Tartarin en los Alpes, Alphonse Daudet

[Tartarin sur les Alpes] publicóse en 1885. La figura de Tartarín, acompañada de algunos de sus com­patriotas, aparece, en este libro, trasladada sobre el fondo de la Suiza de los turistas y alpinistas, de la que Daudet traza una diver­tida imagen caricaturesca.

Acechado por la envidia en su tierra, pese a la fama de sus pasadas hazañas, y amenazado en su puesto de Presidente del «Club des Alpilles», el gran hombre de Tarascón decide nada menos que escalar el Mont Blanc para aplastar así irre­misiblemente a sus rivales calumniadores. Para entrenarse, comienza a hacer algunas ascensiones en Suiza. El viaje por Suiza se realiza según los acostumbrados programas turísticos no sin cómicos incidentes, en la obligada compañía de cierto número de extraños tipos de viajeros de todos los paí­ses de Europa. También aquí nuestro héroe es víctima del amor: por Sonia, una delicada rubita rusa, que resulta ser una peligrosí­sima revolucionaria nihilista, expulsada de Rusia junto con sus compañeros y perse­guida por la policía. Metido en este peli­groso ambiente, aterrado pero encantado, el buen Tartarín acaba por oír de labios de Sonia que será su esclava si él se aviene a asesinar al zar.
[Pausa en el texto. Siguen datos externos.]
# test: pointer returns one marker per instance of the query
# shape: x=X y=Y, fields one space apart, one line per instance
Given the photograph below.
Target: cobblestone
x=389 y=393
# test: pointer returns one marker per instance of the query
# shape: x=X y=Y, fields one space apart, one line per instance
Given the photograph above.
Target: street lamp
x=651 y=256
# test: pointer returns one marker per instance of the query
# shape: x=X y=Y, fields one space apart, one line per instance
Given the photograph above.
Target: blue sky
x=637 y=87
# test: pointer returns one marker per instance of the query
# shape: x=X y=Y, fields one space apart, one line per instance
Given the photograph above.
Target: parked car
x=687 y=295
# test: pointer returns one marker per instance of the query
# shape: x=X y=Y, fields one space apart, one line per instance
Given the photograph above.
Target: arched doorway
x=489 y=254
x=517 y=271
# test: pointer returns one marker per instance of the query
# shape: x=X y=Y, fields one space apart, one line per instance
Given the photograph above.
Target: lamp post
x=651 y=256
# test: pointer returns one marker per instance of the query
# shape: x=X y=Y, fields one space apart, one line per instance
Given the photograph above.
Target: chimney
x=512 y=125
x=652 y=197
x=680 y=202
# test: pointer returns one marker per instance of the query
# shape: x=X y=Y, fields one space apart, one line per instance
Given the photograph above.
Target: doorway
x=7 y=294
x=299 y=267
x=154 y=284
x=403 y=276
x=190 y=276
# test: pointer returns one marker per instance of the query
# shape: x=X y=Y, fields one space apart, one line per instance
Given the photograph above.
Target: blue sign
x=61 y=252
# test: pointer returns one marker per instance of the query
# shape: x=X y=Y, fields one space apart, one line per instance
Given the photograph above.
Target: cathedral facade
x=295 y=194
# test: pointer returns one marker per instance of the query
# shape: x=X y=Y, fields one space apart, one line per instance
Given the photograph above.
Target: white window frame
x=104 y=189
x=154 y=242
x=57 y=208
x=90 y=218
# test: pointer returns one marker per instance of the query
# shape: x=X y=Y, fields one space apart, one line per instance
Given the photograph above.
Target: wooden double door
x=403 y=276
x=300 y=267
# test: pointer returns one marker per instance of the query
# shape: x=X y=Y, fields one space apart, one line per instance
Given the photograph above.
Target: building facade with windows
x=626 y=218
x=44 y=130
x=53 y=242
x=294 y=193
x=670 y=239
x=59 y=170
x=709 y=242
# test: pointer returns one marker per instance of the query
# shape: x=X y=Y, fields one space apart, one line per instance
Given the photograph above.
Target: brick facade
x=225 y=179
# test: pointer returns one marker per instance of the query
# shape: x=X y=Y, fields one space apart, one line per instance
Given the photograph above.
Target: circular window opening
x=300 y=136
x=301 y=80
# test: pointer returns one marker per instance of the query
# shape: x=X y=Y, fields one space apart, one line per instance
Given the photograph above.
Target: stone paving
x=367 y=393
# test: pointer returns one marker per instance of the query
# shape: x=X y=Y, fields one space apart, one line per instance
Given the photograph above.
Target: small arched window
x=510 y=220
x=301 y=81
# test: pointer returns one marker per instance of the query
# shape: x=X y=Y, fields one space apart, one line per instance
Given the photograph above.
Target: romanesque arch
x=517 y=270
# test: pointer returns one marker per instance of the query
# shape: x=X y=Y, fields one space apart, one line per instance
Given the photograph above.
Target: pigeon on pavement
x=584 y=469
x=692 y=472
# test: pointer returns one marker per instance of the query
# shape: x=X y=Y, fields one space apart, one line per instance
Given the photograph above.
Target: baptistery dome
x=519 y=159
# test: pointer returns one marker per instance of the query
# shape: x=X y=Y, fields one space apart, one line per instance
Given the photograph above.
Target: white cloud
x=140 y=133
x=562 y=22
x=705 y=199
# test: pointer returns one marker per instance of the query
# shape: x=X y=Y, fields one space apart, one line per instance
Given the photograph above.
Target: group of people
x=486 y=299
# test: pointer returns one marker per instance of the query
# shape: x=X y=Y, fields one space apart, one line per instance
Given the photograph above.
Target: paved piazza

El infeliz es sacado del em­brollo gracias a la llegada de tres fieles ad­miradores y amigos suyos de Tarascón, que le traen la bandera del club y le exhortan a cumplir con su deber. Así emprende, con ánimo esforzado, entre otras hazañas, la as­censión a la Jungfrau. Conviene recordar que un tal Bompard, compatriota suyo, que Tartarín encuentra allí en función de guía turístico, le ha dado a entender que Suiza no es más que una inmensa empresa organizada de cara al forastero, la cual se ha ingeniado para hacer que las montañas más peligrosas resultasen inofensivas, acolchando el fondo de las grietas, situando secretamente por to­das partes empleados que vigilan los movi­mientos de los viajeros, etc. Pero cuando Tartarín se dispone a llevar a cabo su últi­ma hazaña, la ascensión al Mont Blanc, y quiere llevarse consigo a su amigo Bom­pard, éste le revela toda la verdad y se muestra aterrorizado. A pesar de todo, el héroe afronta la expedición arrastrando con­sigo a su despavorido amigo. El resultado es desastroso: los dos, después de quedar solos, se extravían en la tormenta, en las proximidades de la cumbre.

Debido a un equívoco tragicómico cada cual corta por su lado la cuerda que lo mantiene unido al compañero, y se salvan milagrosamente, des­cendiendo Bompard por el lado de Francia y Tartarín por el de Italia. Cada cual cree que para salvarse ha abandonado a su com­pañero a la muerte. Pero se encuentran en Tarascón, donde su férvida fantasía no halla dificultad alguna para explicar del modo más honroso el equívoco. Este segundo libro no es muy inferior al primero, y hasta para algunos resulta más variado e interesante. En él, el Daudet provenzal y provinciano ha cedido en parte el puesto al Daudet pari­siense: en la parodia de la manía turística y alpinista, en la sátira de la Suiza hotelera, en la historia de Sonia y de sus rusos se manifiesta plenamente el arte del irónico Daudet: ingenioso y vivaz, si bien superfi­cial, evocador de la vida mundana de su tiempo, psicólogo sin complicaciones, pero preciso y lleno de vitalidad. [Trad. caste­llana de E. Blasco (Madrid, 1948) y catalana de Santiago Rusiñol (Barcelona, 1946)].